W międzyczasie delikatnie omiatała skalne ryciny z porostowych narośli i warstw naniesionych przez deszcze; odgarniała suche trawy u podnóży. Nie było w tym pasji, ot, żal jej było tak ważnego miejsca, a jednocześnie nigdy takie czynności nie leżały w jej obowiązkach.
– Ciekawe, czy ich poprzednie zapisy historyczne zginęły – dziwnie tak, zaczynać dopiero w erze dziewiątej z dziewięciu. Chociaż, jak tak o tym mówimy – opieranie tylu dziejów historii tylko na przekazach ustnych jest naturalne dla raczkujących cywilizacji. – odparła po chwili, lekko. Zerknęła na Ishammara z jakimś takim potulniejszym spojrzeniem, debatując chwilę w głowie, czy podziękować za to szybkie odrobienie za nią zadania domowego z Wolnoznastwa. Ale po cichu znów wróciła do swojej letargicznej, choć metodycznej pracy. Westchnęła. –Trafiliśmy na prawdziwie pokojowe czasy.

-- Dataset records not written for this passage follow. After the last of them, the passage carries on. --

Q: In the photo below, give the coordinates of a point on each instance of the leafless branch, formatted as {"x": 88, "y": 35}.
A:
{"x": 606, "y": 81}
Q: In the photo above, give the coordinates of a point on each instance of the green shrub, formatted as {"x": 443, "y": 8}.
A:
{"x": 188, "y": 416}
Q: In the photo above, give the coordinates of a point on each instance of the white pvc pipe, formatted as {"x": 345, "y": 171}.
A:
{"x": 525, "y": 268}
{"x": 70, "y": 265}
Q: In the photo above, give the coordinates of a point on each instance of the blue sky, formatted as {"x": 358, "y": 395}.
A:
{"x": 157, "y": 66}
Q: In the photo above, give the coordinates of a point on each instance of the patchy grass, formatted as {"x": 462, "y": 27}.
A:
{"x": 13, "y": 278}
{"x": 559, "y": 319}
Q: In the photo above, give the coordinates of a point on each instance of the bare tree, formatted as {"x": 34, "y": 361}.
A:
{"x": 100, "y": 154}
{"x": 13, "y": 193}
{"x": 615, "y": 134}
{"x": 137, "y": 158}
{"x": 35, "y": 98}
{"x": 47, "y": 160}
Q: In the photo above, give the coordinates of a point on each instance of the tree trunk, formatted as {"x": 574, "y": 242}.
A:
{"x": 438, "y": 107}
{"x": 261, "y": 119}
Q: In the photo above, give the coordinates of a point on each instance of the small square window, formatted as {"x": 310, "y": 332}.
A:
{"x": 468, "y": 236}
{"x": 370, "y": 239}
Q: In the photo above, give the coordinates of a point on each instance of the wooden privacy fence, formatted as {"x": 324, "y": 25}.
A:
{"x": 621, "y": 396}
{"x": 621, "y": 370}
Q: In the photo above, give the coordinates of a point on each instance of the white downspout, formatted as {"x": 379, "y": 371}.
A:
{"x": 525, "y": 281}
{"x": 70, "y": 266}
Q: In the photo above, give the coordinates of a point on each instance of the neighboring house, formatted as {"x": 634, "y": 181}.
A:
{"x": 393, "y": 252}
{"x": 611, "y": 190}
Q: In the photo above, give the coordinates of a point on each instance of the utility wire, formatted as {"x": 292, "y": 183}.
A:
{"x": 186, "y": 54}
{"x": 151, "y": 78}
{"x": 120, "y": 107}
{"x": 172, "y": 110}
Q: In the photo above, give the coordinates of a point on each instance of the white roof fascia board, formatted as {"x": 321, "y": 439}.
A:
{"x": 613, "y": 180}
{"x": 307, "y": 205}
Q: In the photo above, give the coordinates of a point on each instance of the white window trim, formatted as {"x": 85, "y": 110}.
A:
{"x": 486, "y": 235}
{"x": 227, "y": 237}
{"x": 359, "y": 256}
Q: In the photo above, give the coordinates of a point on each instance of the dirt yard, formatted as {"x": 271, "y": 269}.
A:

– Mało istotny. – przytaknęła, akurat zbijając jakieś drobne listki sprzed zimy w papkę. – Nie rozpoznałam języka. Smok, starszy, twierdzący, że przybył tu dawno temu za młodu, nie skomentował go w ogóle. Mógł być mało rozmowny. – cóż, był – Lub temat go całkowicie nie dotyczył.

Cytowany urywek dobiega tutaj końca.